Grief-stricken, Pierce entered the Presidency nervously
exhausted.
In his
Inaugural he proclaimed an era of peace and prosperity at
home, and vigor in relations with other nations. The United
States might have to acquire additional possessions for the
sake of its own security, he pointed out, and would not be
deterred by "any timid forebodings of evil."
Pierce
had only to make gestures toward expansion to excite the wrath
of northerners, who accused him of acting as a cat's-paw of
Southerners eager to extend slavery into other areas.

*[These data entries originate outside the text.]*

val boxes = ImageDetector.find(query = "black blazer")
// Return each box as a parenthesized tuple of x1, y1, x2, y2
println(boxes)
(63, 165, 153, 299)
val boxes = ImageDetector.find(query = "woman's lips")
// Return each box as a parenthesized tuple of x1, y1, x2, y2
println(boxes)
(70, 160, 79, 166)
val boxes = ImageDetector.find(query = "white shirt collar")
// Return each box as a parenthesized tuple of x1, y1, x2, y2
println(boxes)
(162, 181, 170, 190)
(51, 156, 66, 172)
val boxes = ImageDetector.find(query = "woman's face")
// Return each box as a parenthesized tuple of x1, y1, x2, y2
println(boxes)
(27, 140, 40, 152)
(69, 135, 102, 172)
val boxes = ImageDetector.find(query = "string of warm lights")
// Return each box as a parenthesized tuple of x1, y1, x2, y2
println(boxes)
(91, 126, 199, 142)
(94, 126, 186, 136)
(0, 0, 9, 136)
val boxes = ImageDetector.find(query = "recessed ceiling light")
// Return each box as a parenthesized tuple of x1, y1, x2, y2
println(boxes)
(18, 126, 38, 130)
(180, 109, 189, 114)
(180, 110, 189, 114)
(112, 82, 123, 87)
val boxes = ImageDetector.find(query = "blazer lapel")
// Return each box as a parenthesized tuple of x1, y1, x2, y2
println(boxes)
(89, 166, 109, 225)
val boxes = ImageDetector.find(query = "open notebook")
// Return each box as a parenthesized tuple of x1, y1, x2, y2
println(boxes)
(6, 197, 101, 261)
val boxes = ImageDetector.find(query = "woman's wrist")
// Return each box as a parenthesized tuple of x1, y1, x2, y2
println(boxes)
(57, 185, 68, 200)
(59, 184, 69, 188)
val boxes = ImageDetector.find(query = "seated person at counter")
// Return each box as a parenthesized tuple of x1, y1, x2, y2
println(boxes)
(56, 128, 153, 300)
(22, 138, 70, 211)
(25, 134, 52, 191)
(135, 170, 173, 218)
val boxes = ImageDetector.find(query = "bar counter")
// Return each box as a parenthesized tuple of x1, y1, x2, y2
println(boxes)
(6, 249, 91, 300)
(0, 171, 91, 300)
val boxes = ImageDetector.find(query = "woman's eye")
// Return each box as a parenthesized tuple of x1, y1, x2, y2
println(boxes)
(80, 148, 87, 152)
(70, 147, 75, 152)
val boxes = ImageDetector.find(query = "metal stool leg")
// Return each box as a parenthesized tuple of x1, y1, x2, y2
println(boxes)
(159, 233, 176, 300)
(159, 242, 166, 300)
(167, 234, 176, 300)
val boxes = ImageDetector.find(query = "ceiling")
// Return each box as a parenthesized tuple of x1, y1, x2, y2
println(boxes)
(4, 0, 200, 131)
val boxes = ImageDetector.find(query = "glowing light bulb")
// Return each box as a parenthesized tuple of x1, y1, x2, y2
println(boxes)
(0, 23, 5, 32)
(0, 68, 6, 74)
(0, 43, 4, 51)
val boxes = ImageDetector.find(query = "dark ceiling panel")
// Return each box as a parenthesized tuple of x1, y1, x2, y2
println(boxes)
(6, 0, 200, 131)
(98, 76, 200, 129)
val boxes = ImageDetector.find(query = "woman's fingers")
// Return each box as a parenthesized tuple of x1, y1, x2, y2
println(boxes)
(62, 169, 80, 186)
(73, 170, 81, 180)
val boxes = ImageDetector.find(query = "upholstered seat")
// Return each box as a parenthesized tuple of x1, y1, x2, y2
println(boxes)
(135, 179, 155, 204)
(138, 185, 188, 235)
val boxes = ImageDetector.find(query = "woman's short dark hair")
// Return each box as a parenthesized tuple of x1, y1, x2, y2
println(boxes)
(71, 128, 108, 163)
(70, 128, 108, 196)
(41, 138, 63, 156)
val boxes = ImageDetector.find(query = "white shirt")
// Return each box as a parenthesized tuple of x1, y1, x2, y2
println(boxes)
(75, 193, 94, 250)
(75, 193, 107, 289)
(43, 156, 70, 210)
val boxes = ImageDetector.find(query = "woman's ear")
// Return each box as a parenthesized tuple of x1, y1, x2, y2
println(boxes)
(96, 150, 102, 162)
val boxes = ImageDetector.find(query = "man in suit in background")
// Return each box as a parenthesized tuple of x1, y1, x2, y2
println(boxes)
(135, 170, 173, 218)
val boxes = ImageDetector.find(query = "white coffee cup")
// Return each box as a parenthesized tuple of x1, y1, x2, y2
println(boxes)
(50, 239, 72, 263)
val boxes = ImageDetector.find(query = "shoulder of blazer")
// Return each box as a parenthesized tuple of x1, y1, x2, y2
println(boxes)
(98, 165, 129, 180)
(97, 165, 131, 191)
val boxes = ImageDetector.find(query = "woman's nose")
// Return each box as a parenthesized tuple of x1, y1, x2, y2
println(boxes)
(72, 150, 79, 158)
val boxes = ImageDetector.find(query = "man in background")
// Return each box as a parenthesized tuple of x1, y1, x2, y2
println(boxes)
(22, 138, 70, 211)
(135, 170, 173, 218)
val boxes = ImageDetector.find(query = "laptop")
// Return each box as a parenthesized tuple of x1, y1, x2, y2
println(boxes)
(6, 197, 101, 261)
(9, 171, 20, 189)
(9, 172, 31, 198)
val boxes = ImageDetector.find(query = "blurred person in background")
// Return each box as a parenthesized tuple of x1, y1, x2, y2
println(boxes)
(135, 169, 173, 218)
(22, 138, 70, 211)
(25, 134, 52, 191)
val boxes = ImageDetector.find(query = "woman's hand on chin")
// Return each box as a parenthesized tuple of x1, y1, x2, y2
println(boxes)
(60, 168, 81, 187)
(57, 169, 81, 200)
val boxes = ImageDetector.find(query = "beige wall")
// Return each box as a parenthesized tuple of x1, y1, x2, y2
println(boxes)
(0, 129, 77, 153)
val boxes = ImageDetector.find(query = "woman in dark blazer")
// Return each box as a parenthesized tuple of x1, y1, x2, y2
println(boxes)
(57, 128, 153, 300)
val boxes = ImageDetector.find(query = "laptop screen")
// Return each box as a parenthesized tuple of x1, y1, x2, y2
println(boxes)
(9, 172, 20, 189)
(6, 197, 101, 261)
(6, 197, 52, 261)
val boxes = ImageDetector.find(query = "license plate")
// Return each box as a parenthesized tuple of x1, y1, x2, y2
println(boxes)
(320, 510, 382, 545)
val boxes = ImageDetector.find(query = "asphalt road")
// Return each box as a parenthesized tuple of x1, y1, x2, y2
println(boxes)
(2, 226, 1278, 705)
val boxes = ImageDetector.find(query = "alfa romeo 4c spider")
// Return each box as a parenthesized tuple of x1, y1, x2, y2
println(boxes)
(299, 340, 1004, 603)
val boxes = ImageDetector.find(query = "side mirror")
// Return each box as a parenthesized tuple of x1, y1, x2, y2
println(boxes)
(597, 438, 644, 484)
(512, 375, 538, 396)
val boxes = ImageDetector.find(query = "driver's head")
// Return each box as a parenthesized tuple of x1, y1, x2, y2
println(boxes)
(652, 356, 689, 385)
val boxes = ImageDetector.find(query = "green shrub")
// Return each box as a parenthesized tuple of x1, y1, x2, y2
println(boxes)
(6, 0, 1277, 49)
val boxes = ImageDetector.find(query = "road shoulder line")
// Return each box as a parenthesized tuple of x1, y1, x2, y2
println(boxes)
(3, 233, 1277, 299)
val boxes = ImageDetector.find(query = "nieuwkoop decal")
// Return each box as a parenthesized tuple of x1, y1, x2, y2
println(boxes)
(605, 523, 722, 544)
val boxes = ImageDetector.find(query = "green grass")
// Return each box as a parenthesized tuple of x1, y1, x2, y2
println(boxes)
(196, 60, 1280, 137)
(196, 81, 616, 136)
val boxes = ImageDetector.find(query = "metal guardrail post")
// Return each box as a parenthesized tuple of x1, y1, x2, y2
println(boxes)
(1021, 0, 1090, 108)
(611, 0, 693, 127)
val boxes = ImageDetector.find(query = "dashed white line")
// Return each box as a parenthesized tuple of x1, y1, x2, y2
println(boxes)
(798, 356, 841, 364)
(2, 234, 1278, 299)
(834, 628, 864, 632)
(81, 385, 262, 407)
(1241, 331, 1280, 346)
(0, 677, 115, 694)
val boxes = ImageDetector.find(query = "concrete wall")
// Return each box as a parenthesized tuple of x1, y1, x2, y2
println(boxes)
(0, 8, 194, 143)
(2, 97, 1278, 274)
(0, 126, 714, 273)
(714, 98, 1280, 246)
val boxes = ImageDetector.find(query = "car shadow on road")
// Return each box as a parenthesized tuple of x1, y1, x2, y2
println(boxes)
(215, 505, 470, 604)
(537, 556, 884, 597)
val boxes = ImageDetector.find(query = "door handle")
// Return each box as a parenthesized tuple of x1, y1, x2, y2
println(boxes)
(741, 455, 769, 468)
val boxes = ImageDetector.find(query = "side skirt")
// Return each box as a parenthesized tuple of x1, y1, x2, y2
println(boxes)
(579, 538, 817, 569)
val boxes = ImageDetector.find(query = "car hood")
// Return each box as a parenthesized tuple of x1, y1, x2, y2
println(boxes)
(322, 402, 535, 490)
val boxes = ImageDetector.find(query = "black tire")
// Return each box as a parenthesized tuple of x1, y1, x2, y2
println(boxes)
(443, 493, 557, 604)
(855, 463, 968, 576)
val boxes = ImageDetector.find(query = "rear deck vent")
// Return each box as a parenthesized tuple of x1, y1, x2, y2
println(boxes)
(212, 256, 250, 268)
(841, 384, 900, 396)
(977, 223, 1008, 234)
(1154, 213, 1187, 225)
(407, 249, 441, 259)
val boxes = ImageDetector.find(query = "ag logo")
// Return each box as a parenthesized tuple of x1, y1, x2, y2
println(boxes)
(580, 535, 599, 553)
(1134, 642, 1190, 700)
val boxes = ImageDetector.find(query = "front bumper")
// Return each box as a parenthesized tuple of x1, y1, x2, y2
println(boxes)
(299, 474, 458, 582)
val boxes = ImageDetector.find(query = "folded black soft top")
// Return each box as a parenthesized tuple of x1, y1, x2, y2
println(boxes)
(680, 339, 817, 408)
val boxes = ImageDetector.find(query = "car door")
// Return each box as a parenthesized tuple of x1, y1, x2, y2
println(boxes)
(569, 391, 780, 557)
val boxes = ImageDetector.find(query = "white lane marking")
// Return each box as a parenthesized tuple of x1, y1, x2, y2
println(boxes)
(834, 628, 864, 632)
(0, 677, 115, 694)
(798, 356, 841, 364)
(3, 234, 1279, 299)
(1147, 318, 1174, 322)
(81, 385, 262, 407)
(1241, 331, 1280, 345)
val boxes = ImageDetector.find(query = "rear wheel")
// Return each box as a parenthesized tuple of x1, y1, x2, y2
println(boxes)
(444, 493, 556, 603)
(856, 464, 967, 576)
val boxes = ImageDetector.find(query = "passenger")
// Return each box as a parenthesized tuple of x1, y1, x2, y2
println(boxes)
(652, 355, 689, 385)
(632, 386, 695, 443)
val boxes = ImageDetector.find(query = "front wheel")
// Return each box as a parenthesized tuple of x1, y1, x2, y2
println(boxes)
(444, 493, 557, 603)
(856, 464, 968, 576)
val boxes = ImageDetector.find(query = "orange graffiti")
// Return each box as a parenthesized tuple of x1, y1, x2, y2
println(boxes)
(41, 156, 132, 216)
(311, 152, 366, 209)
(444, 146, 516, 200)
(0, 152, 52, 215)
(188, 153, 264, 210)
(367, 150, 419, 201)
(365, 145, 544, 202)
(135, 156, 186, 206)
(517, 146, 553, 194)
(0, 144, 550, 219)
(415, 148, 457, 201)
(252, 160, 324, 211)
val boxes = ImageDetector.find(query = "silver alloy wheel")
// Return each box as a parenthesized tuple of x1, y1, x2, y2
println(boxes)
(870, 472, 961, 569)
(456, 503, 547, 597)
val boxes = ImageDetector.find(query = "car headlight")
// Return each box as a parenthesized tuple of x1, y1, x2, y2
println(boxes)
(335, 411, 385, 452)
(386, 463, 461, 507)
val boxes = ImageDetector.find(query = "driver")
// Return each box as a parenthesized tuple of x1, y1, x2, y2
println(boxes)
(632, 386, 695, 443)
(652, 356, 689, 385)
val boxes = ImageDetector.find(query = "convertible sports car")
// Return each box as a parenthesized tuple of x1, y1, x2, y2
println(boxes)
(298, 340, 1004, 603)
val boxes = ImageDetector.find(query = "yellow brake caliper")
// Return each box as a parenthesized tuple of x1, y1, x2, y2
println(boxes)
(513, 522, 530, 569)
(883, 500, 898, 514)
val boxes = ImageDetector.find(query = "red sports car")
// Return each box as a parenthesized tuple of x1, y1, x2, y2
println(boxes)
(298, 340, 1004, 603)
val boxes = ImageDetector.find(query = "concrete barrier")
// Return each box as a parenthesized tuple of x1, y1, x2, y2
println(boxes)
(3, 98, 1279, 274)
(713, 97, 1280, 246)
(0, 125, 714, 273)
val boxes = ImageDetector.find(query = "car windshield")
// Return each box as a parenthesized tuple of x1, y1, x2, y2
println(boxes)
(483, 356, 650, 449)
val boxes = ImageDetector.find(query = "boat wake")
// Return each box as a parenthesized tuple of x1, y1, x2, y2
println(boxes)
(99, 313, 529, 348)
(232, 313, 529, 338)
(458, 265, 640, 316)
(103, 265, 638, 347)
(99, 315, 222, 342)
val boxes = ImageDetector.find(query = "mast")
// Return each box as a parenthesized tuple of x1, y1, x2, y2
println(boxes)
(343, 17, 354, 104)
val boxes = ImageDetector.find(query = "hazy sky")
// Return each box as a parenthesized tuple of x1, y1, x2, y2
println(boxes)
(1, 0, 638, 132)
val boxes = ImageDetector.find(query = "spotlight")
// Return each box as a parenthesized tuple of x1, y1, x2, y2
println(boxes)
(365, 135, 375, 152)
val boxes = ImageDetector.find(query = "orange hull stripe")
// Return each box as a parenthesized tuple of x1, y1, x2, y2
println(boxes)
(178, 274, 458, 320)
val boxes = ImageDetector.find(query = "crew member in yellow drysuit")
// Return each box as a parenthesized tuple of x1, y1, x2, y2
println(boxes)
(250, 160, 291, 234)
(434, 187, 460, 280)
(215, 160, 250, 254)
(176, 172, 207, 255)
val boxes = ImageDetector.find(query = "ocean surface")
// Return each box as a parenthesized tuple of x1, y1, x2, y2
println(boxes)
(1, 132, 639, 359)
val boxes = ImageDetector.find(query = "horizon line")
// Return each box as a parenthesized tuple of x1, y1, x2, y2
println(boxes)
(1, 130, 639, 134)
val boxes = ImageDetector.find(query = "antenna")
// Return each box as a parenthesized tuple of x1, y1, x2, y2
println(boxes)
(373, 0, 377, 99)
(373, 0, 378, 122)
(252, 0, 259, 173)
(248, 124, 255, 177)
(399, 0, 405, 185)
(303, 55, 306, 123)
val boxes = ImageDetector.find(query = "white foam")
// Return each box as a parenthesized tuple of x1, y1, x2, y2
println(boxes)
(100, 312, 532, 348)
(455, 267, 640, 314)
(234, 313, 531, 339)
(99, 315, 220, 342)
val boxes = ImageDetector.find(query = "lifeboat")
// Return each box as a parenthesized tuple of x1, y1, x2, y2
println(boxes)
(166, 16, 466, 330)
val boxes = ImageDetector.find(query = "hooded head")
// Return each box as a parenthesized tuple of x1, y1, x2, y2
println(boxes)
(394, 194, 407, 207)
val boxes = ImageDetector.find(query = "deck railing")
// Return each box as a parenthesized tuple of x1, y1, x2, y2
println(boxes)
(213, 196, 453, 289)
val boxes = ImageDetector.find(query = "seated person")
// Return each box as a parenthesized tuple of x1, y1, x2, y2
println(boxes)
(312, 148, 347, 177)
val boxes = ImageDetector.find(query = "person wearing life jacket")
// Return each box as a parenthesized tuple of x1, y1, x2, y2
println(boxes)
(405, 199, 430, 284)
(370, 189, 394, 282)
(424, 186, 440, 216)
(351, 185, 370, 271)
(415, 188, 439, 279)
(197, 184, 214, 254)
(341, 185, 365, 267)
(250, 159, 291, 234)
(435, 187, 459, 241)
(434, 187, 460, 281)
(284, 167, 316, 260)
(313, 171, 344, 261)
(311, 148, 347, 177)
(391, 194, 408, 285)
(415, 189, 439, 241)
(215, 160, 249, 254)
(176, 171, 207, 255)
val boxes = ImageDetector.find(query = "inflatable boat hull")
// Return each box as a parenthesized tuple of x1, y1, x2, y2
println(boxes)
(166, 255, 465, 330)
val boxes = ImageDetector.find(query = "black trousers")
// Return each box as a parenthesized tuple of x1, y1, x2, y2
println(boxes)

Therefore he aroused apprehension when he pressured Great
Britain to relinquish its special interests along part of the
Central American coast, and even more when he tried to
persuade Spain to sell Cuba.
But the
most violent renewal of the storm stemmed from the
Kansas-Nebraska Act, which repealed the Missouri Compromise
and reopened the question of slavery in the West. This
measure, the handiwork of Senator Stephen A. Douglas, grew in
part out of his desire to promote a railroad from Chicago to
California through Nebraska. Already Secretary of War
Jefferson Davis, advocate of a southern transcontinental
route, had persuaded Pierce to send James Gadsden to Mexico to
buy land for a southern railroad. He purchased the area now
comprising southern Arizona and part of southern New Mexico
for $10,000,000.
Douglas's
proposal, to organize western territories through which a
railroad might run, caused extreme trouble. Douglas provided
in his bills that the residents of the new territories could
decide the slavery question for themselves. The result was a
rush into Kansas, as southerners and northerners vied for
control of the territory. Shooting broke out, and
"bleeding Kansas" became a prelude to the Civil War.
By the
end of his administration, Pierce could claim "a peaceful
condition of things in Kansas." But, to his
disappointment, the Democrats refused to renominate him,
turning to the less controversial Buchanan. Pierce returned to
New Hampshire, leaving his successor to face the rising fury
of the sectional whirlwind. He died in 1869.